51 Considerações finais Para concluir este trabalho, resta-nos realizar uma breve reiteração dos fatos apresentados. Vimos a força vital em duas faces que se completam e revelam sentidos na expressão “Axé”: cosmovisão e, no seu uso mais comum, a vitalidade. Vitalidade que se externaliza trazendo à tona uma forma de se pôr no mundo. A noção de pessoa vinculada estritamente à importância do nome e sua identidade. Esta, formada a partir do contato com o grupo e neste contato definida. O indivíduo adquire existência ao compartilhar sua identidade com a coletividade. Daí, a partir deste contato, entende-se a noção de pessoa que ganha não só individualidade, mas identificação pelo seu nome, que o introduz na sociedade, a exemplo do batismo e da cerimônia do orunkó; e que, ainda, lhe dá significação dentro da sociedade a qual representa e da qual participa. A exemplo: o Ojuobá. A fala, agente do divino, externalizadora das forças, do axé. Meio de socialização e elo da cadeia de transmissão dos conhecimentos, onde os seres mais representativos são os mais velhos a exemplo do episódio em que Mãe Majé Bassan relata um mito a Ojuobá. O tempo cíclico, histórico, dinâmico; tempo de retorno, mas retorno acrescentado, crescido, a exemplo de Exú, de sua simbologia: o caracol e a espiral de Osman Lins Avalovara. A palavra que carrega a condensa forças ancestrais, fazendo convergirem tais forças e transmiti-las somadas, a exemplo, o Ojuobá, quando o passado mítico retorna ao presente e Ogun ergue suas cobras em defesa de seu reino. Na segunda parte, estudamos a atuação das forças dualisticamente conhecidas como bem e mal. Passamos pela má utilização da palavra, da magia; por estudos de Roger Bastide à literatura de Paulina Chiziane e Mia Couto, entendendo o mal e o bem como forças complementares e não em oposição. Daí, pudemos encontrar em Jorge Amado uma possível ausência de caráter judicativo que o aproxima de um universo sensitivo e anímico e o afasta de outro dicotômico e dualista.

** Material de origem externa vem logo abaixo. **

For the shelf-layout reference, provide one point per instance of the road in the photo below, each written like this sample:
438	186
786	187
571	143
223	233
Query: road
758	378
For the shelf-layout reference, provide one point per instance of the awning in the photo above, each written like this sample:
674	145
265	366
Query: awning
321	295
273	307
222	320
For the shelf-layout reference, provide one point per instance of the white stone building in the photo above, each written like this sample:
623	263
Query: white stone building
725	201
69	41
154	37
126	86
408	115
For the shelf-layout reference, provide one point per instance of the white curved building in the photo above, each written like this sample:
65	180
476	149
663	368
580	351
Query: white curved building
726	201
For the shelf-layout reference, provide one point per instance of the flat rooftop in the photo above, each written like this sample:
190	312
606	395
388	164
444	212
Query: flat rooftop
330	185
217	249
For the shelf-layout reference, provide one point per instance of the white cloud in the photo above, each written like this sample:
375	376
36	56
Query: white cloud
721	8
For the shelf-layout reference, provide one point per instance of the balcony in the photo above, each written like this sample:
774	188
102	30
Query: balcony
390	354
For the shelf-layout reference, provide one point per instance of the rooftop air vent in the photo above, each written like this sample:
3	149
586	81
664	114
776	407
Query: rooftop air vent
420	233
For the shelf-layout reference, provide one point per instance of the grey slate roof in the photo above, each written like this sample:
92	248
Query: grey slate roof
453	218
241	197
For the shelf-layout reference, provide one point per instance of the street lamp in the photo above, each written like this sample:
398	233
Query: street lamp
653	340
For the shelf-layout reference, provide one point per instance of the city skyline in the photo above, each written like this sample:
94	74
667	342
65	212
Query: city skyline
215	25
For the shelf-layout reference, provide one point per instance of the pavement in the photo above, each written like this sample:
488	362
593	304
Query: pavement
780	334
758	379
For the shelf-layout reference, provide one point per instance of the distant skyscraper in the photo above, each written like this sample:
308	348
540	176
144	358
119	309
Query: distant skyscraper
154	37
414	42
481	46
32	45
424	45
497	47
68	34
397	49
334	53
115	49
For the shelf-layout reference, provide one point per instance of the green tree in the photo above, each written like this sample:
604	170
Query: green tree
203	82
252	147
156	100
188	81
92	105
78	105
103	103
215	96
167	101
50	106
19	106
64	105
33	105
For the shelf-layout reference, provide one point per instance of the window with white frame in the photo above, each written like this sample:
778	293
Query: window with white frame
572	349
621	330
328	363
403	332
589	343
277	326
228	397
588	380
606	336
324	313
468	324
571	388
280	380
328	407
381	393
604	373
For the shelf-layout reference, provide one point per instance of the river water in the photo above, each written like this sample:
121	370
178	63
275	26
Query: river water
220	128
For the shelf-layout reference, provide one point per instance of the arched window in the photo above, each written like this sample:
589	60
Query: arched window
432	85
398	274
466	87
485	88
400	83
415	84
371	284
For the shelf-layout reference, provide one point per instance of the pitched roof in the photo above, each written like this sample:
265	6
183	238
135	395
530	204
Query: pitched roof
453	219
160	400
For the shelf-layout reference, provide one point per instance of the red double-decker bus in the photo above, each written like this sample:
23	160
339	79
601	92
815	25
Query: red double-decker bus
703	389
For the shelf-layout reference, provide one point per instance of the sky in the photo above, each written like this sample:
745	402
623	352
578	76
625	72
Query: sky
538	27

52 Na terceira parte, tratada como propostas de futuros estudos, trabalhamos as proximidades da obra do autor com o mito e a literatura oral e, mais uma vez, deixando transparecer o universo sensitivo da obra de Jorge Amado. Tratou-se das avaliações negativas e sua obra vista sobre outro prisma. Trabalhamos imaginário, estereótipo, realizando paralelos com outras literaturas distanciadas dos valores ocidentais, como Mia Couto e Adonias Filho, mesmo sendo autor brasileiro, além de encontrarmos justificativa para a forma e escrita de sua obra. Todos os fatores discutidos, trazem à tona um universo pouco estudado da literatura de Jorge Amado, no meio literário e que, na medida deste, participam na formação estrutural de sua obra, como dissemos anteriormente. Pouco mais pode-se acrescentar à finalização deste trabalho. Tudo o que foi exposto veio de inquietações, e toda inquietude deve ser posta em ordem, como este trabalho, como qualquer obra, como um poema. Esta inquietude aquém, pois que fundamental, toma passos firmes, tateando com calma e respeito o desconhecido. O reino foi fundado. Este trabalho – e a obra do Obá Arolu – é uma das várias ramificações da árvore África. Quando uma árvore sagrada cai, nada se faz, pois dizem que seus galhos semearão a terra para o crescimento de novas árvores. Assim, diferente, mutável, nova, a África se dissemina, renova e renasce em cada morte-queda de suas árvores. Mas em suas mortes-renascimentos o processo é o mesmo. A terra, mãe, ventre sagrado, gesta o segredo e o guarda. O novo, em um diálogo de muitos, daí advém e para aí, retornará. Essa ordem imemorial funda o homem. Força vital, palavra, nome, tempo, axé, bem e mal: conceitos, delimitadores de espaços e sentidos que vivem plenos, em segredo, no ventre terra, na pedra terra fundante.